Many experts have sounded alarms that this torrent of ephemera and the mad chase for clicks are rewiring brains, reducing attention spans and altering how we process information. Too often, we focus on the transient and urgent and abandon the meaningful and eternal.
I didn’t want to waste so much of each day, so six years ago, I embarked on a new media journey. Or, should I say, a very old one. My daughter was attending a classical charter school, and one look at her reading list revealed major gaps in my formal education. Not wanting a child smarter than me, I printed out that list and started at the beginning.
On Jan. 1, 2018, I cracked open “The Iliad” by Homer. Apparently the 3,000-year-old book is kind of a big deal, which is why every smart person I know has read it (or at least has claimed to). But, as with most classics, I had never quite gotten around to it.
It was a bit slow-going at first (I apparently chose a dated translation), but I soon fell into the rhythm of the brutal war epic. After a few days, I was done and… I actually had enjoyed it. Might as well knock out the sequel, I thought, so I dipped into “The Odyssey.” This adventure story was more readable and a lot more fun. Someone recommended Xenophon’s “Anabasis,” the first behind-enemy-lines story, and that was the best of the three.
What about Virgil’s “Aeneid?” Why not—I’m on a roll!
I was expecting the classics to be a slog, the literary equivalent of eating my vegetables when all I wanted was Buffalo wings. But a month and a half into 2018, four classics were down, and I was eager for more. No one was more surprised than me.
Once I got hooked on these ancient tales, popping onto TwiXter felt like an obligation. I would pull out my phone, discover that one of the lesser Kardashians was pregnant, then return to that old book to find out how Aeneas would defeat the Latin army. It was just much more interesting than the latest “must-see” premiere TV show.
By early 2022, I had read all the Great Books that interested me in semi-chronological order. From the Greeks and Romans to the Russians and Brits, I enjoyed most of them. Dostoevsky was a revelation, Oscar Wilde got on my nerves, and I learned never to read two Kafka books in a row. (Really messes with your dreams.)
In the modern academy, these dusty texts are denigrated as hopelessly retrograde. Dante skirts over climate change, and Tolstoy ignores #MeToo. What can we learn from dead white males like Homer and Virgil when they were steeped in such a politically incorrect age?

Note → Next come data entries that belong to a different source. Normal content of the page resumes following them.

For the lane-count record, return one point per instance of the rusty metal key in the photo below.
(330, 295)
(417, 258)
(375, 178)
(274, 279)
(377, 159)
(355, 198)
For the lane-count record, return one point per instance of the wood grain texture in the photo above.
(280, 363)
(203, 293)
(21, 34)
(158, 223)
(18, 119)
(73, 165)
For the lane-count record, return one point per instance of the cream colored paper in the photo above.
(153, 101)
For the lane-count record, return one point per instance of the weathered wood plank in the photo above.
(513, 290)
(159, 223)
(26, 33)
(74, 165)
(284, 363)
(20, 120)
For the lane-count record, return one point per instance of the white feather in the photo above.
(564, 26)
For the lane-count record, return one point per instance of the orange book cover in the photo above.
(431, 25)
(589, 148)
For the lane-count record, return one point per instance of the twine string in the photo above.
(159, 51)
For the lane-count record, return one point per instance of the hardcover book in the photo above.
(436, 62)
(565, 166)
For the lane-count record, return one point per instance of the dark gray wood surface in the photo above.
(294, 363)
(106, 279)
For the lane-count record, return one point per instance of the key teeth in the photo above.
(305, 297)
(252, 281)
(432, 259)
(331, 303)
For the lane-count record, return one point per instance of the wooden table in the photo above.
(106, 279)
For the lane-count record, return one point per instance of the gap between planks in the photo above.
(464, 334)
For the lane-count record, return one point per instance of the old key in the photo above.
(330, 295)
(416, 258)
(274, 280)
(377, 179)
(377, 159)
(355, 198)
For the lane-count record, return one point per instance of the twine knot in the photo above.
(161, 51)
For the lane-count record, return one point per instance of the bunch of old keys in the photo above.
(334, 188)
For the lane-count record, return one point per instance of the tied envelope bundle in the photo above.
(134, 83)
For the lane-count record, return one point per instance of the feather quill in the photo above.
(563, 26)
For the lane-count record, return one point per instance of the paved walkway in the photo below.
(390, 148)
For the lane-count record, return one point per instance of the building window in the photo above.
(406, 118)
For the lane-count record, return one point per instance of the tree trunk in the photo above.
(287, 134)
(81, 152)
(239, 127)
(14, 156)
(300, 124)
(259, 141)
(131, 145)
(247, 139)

As another dead white male once wrote, “there is nothing new under the sun.” Today, we’re struggling with similar questions about how to do the right thing in a petty, ugly and violent world. Granted, if we choose the wrong side today, we aren’t likely to see our city sacked, but human nature is a pretty consistent thing.
Whether you choose the books mentioned above or pick up something more recent, you’re going to learn a lot more about people, politics and principle than you will from your smartphone. Better yet, you’ll be filling your life with ideas that have stood for centuries.
If I can be an autodidact, anyone can. And I offer this column as one more way to make sense of our current moment, drawing in lessons from history as we prepare for the future.